TH2 cytokine–associated transcription factors in atopic and nonatopic asthma: Evidence for differential signal transducer and activator of transcription 6 expression

• Published in: Journal of allergy and clinical immunology Vol. 107; no. 4; pp. 586 - 591
• Main Authors: Christodoulopoulos, Pota, Cameron, Lisa, Nakamura, Yutaka, Lemière, Catherine, Muro, Shigeo, Dugas, Mario, Boulet, Louis-Philippe, Laviolette, Michel, Olivenstein, Ron, Hamid, Qutayba
• Format: Journal Article
• Language: English
• Published: New York, NY Mosby, Inc 01.04.2001; Elsevier
• Subjects: Adult; Aged; Allergic diseases; Asthma - metabolism; Atopic asthma; Biological and medical sciences; cMAF; DNA-Binding Proteins - analysis; Female; GATA-3; GATA3 Transcription Factor; Humans; Hypersensitivity - metabolism; IL-4; Immunohistochemistry; Immunopathology; Interleukin-4 - pharmacology; Male; Medical sciences; Middle Aged; nonatopic asthma; Proto-Oncogene Proteins - analysis; Proto-Oncogene Proteins c-maf; Receptors, Interleukin-4 - physiology; Respiratory and ent allergic diseases; STAT-6; STAT6 Transcription Factor; Th2 Cells - physiology; Trans-Activators - analysis; transcription factors; Atopic asthma; cMAF; PC20; nonatopic asthma; transcription factors; IL-4; STAT-6; GATA-3; IL-4R; Human; Immunohistochemistry; Immunopathology; Allergy; Respiratory disease; Cytokine; Differential diagnostic; Asthma; Atopy; Transcription factor GATA3; Pathology; Interleukin 4; Transcription factor STAT6; Obstructive pulmonary disease; Diagnosis; Transcription factor
• ISSN: 0091-6749
• DOI: 10.1067/mai.2001.114883

Background: The expression of IL-4 and IL-5 is increased in patients with atopic asthma compared with control subjects and correlates with indices of pulmonary function.
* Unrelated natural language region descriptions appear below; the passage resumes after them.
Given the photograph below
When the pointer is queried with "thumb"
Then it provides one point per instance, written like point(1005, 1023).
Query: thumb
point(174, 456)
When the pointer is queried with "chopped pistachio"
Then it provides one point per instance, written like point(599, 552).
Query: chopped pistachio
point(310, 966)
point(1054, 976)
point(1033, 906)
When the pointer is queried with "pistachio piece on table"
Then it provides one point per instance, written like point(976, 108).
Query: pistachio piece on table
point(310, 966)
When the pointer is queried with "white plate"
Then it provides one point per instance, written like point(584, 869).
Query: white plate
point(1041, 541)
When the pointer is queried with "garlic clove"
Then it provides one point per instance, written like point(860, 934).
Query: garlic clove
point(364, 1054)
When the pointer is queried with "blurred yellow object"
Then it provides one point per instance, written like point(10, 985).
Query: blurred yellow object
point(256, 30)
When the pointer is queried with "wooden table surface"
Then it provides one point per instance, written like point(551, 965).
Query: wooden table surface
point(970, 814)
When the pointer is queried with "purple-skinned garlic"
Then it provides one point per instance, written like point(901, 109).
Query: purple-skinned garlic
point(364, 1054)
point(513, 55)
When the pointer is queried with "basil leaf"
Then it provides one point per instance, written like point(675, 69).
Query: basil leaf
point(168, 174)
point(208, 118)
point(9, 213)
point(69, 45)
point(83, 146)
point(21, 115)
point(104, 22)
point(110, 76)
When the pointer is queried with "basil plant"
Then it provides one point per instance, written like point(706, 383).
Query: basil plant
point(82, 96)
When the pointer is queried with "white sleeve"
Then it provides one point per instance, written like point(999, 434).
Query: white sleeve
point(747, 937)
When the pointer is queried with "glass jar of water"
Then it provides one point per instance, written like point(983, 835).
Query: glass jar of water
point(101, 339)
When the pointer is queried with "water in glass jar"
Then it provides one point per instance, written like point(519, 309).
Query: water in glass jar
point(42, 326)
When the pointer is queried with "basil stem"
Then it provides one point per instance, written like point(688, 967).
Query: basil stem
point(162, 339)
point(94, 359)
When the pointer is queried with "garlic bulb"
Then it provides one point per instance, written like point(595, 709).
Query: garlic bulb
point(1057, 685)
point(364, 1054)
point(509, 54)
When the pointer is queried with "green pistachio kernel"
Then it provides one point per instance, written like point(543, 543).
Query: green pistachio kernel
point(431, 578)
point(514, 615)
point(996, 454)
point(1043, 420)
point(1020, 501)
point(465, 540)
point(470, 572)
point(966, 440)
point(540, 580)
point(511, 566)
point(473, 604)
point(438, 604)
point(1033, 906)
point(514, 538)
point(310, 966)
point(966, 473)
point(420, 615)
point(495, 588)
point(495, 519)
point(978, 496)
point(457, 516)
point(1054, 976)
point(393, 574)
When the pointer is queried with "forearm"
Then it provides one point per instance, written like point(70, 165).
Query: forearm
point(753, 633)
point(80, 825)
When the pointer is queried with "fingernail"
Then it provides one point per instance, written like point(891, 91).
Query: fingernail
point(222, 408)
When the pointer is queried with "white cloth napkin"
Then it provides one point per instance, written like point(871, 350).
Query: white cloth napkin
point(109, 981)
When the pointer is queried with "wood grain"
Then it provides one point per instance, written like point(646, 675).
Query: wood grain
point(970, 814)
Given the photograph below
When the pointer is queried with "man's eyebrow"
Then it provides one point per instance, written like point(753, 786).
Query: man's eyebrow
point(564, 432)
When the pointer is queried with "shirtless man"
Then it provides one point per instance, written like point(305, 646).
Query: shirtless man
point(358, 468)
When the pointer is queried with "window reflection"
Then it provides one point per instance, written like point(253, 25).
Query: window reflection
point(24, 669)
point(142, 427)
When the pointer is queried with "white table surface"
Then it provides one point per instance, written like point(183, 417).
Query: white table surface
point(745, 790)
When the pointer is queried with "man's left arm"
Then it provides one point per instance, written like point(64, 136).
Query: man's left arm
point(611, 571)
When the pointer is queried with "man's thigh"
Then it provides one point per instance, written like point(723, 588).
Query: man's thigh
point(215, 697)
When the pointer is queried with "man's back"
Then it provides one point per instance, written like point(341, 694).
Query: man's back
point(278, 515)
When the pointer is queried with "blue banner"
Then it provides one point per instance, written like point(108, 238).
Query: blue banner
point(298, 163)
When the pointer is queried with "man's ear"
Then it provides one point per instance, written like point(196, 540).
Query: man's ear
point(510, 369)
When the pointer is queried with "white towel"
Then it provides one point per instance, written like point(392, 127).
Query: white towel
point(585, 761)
In nonatopic asthma the expression of IL-4, unlike IL-5, fails to correlate with pulmonary function, and compared with their atopic counterparts, these patients have fewer cells expressing IL-4 receptor (IL-4R). As such, a deficiency in the IL-4 signaling pathway may be implicated in nonatopic asthma. The transcription factors GATA-3 and cMAF mediate IL-4 and IL-5 synthesis, whereas signal transducer and activator of transcription 6 (STAT-6) is critical for IL-4R signaling. Objective: This study examines the expression profile of these transcription factors in asthma, according to atopic status. Methods: With immunocytochemistry, the expression of GATA-3, cMAF, and STAT-6 protein was determined in sections of bronchial biopsy specimens from patients with atopic asthma (n = 7), patients with nonatopic asthma (n = 8), and control subjects (n = 8). Results: Higher numbers of cells expressing GATA-3 and cMAF were observed in patients with atopic and those with nonatopic asthma than in control subjects and patients with tuberculosis (P < .001). There were also more STAT-6–immunoreactive cells in patients with atopic and those with nonatopic asthma than in control subjects (P < .0001, P < .05). Notably, however, fewer cells expressing STAT-6 protein were observed in nonatopic versus atopic asthma (P < .0001). Conclusions: These results demonstrate the upregulation of GATA-3 and cMAF in both variants of asthma and indicate that reduced IL-4R signaling, because of lower STAT-6 expression, may be a feature of nonatopic asthma. (J Allergy Clin Immunol 2001;107:586-91.)